A new poll by Quinnipiac University does not show any Republican candidate faring better than a potential Clinton candidacy. However, the presumed-but-not-announced candidate is losing favorability in the face of the GOP doing the opposite.
"Things are getting a bit better in Iowa for New Jersey Gov. Christopher Christie," noted
Peter A. Brown, assistant director of the poll.
Christie trails Clinton's 44 percent to 36 percent, a five-point gain since March, when he was behind 48 percent to 35 percent in the battleground state. Despite the gains, pollsters say Clinton's lead is still a sign for trouble for the embattled New Jersey governor.
"[Christie], who was ahead of Secretary of State Hillary Clinton in Iowa before 'Bridgegate' took him down several pegs, still has a ways to go."
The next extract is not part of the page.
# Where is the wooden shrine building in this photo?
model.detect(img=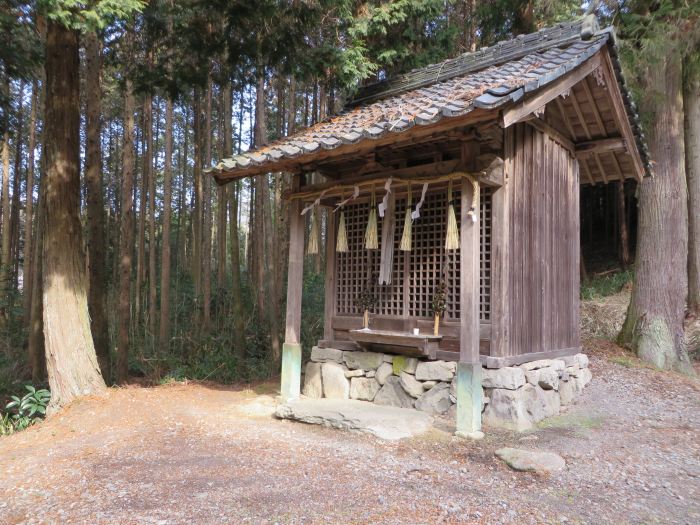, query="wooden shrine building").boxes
[211,16,650,433]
Kentucky Sen. Rand Paul and former Arkansas Gov. Mike fared slightly better than Christie, trailing Clinton by six and seven points, respectively. If America's growing cultural divide manifests as a Clinton/Bush family rematch of the 1992 general election, Iowans prefer Hillary to Jeb by a significant margin, 49 percent versus 36.
Iowans are also predictably unhappy with President Barack Obama's job performance; only 40 percent of Iowans approve and 55 percent disapprove, slightly harsher numbers than the national average.
"The key to his problem is he is doing poorly among independent voters, a larger part of the electorate in Iowa than in most states."